Cette communautarisation « porte en soi de sérieux risques de dérive de type clanique ou de pouvoir tribal, insiste l’universitaire, plus difficilement contrôlable que le système clientéliste précédent ». Le 22 mai 2005, Mohammed Bey Bachir est battu à mort par une vingtaine de jeunes Gitans à Saint-Jacques. Le lendemain des obsèques, un jeune homme d’origine maghrébine est abattu sans raison apparente – une affaire privée, mais on l’a su plus tard. Les deux meurtres embrasent le centre-ville, saccagé pendant plusieurs jours. Pour la droite, il s’agit d’affrontements malheureux mais classiques, qui légitiment sa vision communautariste. Pour la gauche, c’est la rançon d’une politique clientéliste. Dans les deux cas, il s’agit de prendre le contrôle du quartier Saint-Jacques : la gauche départementale, tout en dénonçant le clientélisme, promet à son tour des aides sociales, sape en partie l’autorité des « alduystes » et facilite le passage du conseil général à gauche en 1998.
CLIENTÉLISME
L’affaire de la chaussette arrive ainsi à point nommé. Début mars, le sénateur n’était pourtant pas inquiet. Un sondage le donnait largement gagnant et les déchirements de la gauche lui inspiraient une parfaite confiance. Aux municipales, Jacqueline Amiel-Donat (PS) conduit une liste d’union, avec une partie de l’extrême gauche et le Parti communiste. Professeur, agrégée de droit et avocate du conseil général, elle est proche du président socialiste du département, Christian Bourquin, élevé à l’école de Georges Frêche et homme fort de la gauche. Elle obtient au premier tour 20,16 % des voix.

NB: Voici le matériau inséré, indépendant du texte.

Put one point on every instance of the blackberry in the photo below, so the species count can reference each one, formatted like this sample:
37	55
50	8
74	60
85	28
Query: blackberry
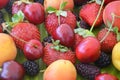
48	39
8	8
103	61
88	71
31	68
39	1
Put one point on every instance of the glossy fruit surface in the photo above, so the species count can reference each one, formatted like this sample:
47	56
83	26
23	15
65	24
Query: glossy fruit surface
34	13
88	50
65	34
12	70
33	50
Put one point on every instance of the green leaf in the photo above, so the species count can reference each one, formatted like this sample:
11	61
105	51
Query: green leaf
19	17
62	6
51	10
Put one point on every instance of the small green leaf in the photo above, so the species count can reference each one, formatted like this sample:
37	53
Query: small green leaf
50	10
19	17
62	6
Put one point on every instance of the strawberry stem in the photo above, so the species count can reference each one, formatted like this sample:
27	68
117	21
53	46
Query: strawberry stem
99	12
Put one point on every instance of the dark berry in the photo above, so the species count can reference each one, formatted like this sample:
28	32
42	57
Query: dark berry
31	68
103	61
39	1
8	8
88	71
48	39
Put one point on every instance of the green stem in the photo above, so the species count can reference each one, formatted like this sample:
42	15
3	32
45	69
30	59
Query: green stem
99	12
113	19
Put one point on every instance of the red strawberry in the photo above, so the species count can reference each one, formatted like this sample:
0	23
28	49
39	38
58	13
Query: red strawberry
18	5
109	42
26	32
89	13
51	21
51	55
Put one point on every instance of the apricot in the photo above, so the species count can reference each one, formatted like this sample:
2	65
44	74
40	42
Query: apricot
56	4
8	49
60	70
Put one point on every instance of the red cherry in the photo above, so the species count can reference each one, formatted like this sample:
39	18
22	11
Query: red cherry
105	76
65	34
34	13
3	3
12	70
88	50
33	50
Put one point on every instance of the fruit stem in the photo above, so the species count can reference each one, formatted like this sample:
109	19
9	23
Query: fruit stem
110	27
99	12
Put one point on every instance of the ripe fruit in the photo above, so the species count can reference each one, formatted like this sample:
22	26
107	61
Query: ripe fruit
89	13
60	70
52	53
88	50
65	34
33	49
51	21
88	71
3	3
106	76
116	56
6	42
109	42
110	11
34	13
26	32
56	4
12	70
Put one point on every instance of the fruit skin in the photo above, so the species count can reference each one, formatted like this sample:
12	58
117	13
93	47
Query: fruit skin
34	13
56	4
16	6
7	42
65	34
33	50
109	42
112	8
26	32
31	68
106	76
89	13
116	56
88	71
51	21
53	72
3	3
88	50
12	70
51	55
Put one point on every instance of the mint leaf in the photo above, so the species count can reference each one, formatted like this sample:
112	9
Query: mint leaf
19	17
62	6
51	10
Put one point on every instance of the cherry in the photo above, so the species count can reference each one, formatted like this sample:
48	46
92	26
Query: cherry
33	49
105	76
88	50
34	13
3	3
65	34
12	70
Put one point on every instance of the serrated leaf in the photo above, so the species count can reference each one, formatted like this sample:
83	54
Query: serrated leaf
62	6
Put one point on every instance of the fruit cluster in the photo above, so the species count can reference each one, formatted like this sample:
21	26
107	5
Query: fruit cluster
68	38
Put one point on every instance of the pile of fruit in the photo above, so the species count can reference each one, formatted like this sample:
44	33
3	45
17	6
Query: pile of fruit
59	40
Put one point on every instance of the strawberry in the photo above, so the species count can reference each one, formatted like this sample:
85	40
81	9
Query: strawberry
23	32
89	13
51	21
51	54
109	42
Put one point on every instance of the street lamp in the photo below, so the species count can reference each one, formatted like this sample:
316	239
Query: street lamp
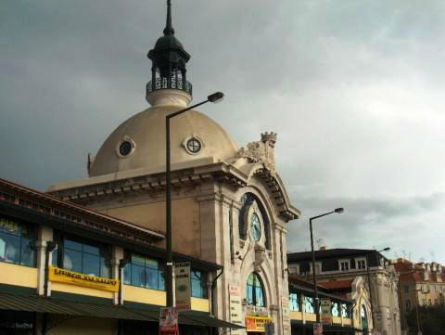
314	277
369	284
215	97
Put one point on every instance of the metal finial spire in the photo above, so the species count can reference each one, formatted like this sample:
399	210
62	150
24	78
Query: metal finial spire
168	30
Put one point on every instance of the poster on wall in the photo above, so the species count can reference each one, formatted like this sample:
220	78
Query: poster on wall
236	316
182	286
318	329
168	321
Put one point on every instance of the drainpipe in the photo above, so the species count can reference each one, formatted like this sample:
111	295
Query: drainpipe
50	246
122	263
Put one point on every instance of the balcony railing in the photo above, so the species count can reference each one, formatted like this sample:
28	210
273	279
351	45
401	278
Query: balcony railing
169	83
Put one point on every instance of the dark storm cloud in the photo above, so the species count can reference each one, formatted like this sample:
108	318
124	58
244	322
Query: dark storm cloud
353	88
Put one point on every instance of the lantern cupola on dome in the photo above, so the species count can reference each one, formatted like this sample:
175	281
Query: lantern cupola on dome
168	65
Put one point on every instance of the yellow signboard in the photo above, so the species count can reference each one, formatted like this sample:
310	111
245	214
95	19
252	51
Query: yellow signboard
257	323
80	279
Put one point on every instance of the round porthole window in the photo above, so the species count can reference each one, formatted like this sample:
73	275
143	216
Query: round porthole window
125	148
193	145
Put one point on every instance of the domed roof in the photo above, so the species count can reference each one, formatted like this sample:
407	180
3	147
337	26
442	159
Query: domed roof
139	142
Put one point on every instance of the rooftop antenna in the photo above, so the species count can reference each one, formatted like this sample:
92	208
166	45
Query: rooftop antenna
168	30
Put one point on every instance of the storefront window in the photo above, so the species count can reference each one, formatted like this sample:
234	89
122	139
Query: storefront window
144	272
85	258
199	285
345	311
254	291
309	305
294	304
16	242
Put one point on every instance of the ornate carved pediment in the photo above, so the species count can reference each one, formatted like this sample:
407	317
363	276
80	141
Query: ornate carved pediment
261	151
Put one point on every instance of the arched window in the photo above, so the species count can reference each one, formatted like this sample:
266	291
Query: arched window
255	291
245	221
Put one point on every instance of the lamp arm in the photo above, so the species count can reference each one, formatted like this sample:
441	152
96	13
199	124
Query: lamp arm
321	215
172	115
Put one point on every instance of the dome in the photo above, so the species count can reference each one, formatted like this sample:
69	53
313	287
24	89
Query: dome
139	142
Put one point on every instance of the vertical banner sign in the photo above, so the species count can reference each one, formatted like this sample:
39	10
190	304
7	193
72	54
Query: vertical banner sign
326	314
318	329
168	321
235	308
182	286
285	311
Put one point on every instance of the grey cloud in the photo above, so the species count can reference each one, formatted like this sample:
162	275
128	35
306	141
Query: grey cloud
353	88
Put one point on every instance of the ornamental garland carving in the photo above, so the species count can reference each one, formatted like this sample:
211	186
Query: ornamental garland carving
261	151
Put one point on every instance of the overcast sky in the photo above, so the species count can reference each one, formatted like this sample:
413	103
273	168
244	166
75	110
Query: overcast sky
354	89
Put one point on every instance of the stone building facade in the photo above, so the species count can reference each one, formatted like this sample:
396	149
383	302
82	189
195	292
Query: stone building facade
229	205
372	276
420	284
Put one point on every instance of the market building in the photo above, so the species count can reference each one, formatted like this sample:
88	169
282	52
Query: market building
89	256
339	319
365	276
229	205
66	269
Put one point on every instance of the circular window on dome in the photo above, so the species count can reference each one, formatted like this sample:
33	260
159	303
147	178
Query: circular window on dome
125	147
193	145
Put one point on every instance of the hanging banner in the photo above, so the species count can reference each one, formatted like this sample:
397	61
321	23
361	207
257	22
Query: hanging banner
257	323
318	329
326	314
235	308
182	287
286	317
59	275
168	321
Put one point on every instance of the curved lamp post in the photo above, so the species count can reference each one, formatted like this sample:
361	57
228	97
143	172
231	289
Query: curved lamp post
215	97
314	277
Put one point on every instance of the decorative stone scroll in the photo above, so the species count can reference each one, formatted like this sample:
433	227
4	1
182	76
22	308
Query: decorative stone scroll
261	151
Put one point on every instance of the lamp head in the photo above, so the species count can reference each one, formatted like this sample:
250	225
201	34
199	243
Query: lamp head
215	97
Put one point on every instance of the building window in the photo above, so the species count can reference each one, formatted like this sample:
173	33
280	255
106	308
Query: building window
16	242
144	272
253	217
361	264
193	145
408	305
199	284
294	303
317	267
85	257
344	265
309	305
255	291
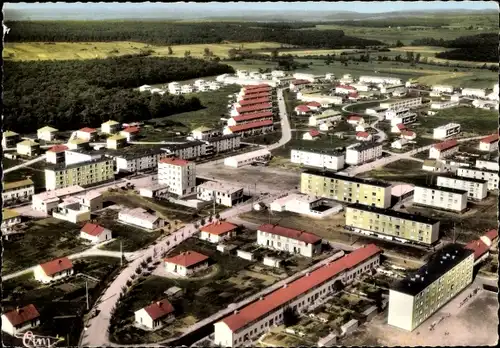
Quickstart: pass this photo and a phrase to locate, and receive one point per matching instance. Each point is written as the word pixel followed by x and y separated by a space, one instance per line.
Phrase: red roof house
pixel 21 317
pixel 174 161
pixel 275 300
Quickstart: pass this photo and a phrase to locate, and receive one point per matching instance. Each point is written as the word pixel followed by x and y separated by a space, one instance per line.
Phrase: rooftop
pixel 439 264
pixel 280 297
pixel 440 188
pixel 394 214
pixel 220 186
pixel 17 184
pixel 219 227
pixel 187 258
pixel 56 266
pixel 347 178
pixel 291 233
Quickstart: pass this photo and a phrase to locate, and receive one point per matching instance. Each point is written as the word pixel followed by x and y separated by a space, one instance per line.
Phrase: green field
pixel 473 121
pixel 91 50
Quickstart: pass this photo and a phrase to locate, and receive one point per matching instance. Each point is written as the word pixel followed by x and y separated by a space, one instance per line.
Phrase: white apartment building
pixel 489 143
pixel 357 154
pixel 174 88
pixel 141 218
pixel 250 322
pixel 490 165
pixel 446 131
pixel 178 174
pixel 444 104
pixel 442 88
pixel 404 119
pixel 328 159
pixel 481 173
pixel 476 188
pixel 287 239
pixel 222 193
pixel 440 197
pixel 380 79
pixel 402 103
pixel 474 92
pixel 21 190
pixel 444 149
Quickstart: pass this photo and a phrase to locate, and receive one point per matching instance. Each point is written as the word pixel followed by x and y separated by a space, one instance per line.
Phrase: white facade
pixel 441 198
pixel 224 194
pixel 332 161
pixel 403 103
pixel 359 154
pixel 246 158
pixel 179 175
pixel 141 218
pixel 139 162
pixel 444 104
pixel 474 92
pixel 380 79
pixel 247 332
pixel 446 131
pixel 483 174
pixel 476 189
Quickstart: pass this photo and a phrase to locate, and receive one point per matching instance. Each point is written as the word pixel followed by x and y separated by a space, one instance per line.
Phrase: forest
pixel 476 48
pixel 72 94
pixel 171 33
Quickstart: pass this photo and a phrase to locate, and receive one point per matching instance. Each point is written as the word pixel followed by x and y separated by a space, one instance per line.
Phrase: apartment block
pixel 346 188
pixel 446 131
pixel 476 188
pixel 82 174
pixel 391 224
pixel 440 197
pixel 138 159
pixel 332 160
pixel 357 154
pixel 178 174
pixel 289 240
pixel 481 173
pixel 419 295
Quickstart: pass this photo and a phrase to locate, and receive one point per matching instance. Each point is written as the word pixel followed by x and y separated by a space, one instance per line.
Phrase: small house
pixel 155 315
pixel 95 233
pixel 218 231
pixel 46 133
pixel 186 263
pixel 110 127
pixel 313 134
pixel 53 270
pixel 20 319
pixel 28 148
pixel 116 142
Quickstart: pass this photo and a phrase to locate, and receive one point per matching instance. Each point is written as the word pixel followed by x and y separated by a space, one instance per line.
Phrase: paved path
pixel 24 164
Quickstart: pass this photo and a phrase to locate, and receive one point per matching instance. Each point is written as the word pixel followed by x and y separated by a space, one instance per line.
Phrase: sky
pixel 359 6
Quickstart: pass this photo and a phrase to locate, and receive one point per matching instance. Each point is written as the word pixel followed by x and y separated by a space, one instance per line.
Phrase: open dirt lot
pixel 475 324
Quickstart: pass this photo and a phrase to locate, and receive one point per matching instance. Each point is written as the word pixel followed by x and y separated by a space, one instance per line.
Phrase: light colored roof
pixel 15 184
pixel 140 213
pixel 220 186
pixel 9 214
pixel 47 129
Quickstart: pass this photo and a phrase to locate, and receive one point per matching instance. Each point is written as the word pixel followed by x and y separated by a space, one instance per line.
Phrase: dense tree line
pixel 169 33
pixel 476 48
pixel 73 94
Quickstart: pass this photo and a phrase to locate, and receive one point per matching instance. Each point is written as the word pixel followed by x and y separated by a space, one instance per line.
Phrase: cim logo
pixel 31 340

En face, un autre avocat, Jean Codognès, député socialiste de 1997 à 2002 et ambitieux conseiller général, soupçonne ouvertement M. Bourquin de clientélisme et n’a pas ménagé Mme Amiel-Donat. Sa liste divers gauche a obtenu 15,12 %. Politiquement proche de lui, la jeune liste MoDem, de Clotilde Ripoull, obtient 8,53 %, le FN est contenu à 12,29 %. Maintenir deux listes à gauche, c’est faire gagner M. Alduy. Sous la pression de l’opinion et la poigne de fer de M. Bourquin, l’opposition bâtit une liste unique, à un quart d’heure du dépôt des candidatures. Panique à la mairie qui, sur le papier, a déjà perdu avec la triangulaire imposée par le FN. Le maire l’emporte finalement (45,48 %), mais l’affaire de la chaussette scelle l’improbable alliance de l’opposition.
Le maire espère que la passion sera retombée avant une éventuelle invalidation. Il a déjà fort à faire entre la jeune et la vieille garde de son équipe, qui songent à sa succession. Et il ne manque pas de rappeler que les chevaliers blancs, à gauche, se font une virginité à moindre frais. M. Bourquin a été condamné, le 12 décembre 2007, à trois mois de prison avec sursis pour minoration des comptes de campagne et complicité de faux. Il a fait appel. Mme Amiel-Donat a siégé de 1989 à 1993 au côté de Paul Alduy. Elle a certes dénoncé en son temps la privatisation suspecte des cantines et les appels d’offres truqués, mais n’a pas été jusqu’à démissionner. Par amitié pour le vieux maire, qui avait fait d’elle une sorte d’héritière intellectuelle. Ce qui pèse encore dans l’affrontement avec le fils de son vieux mentor.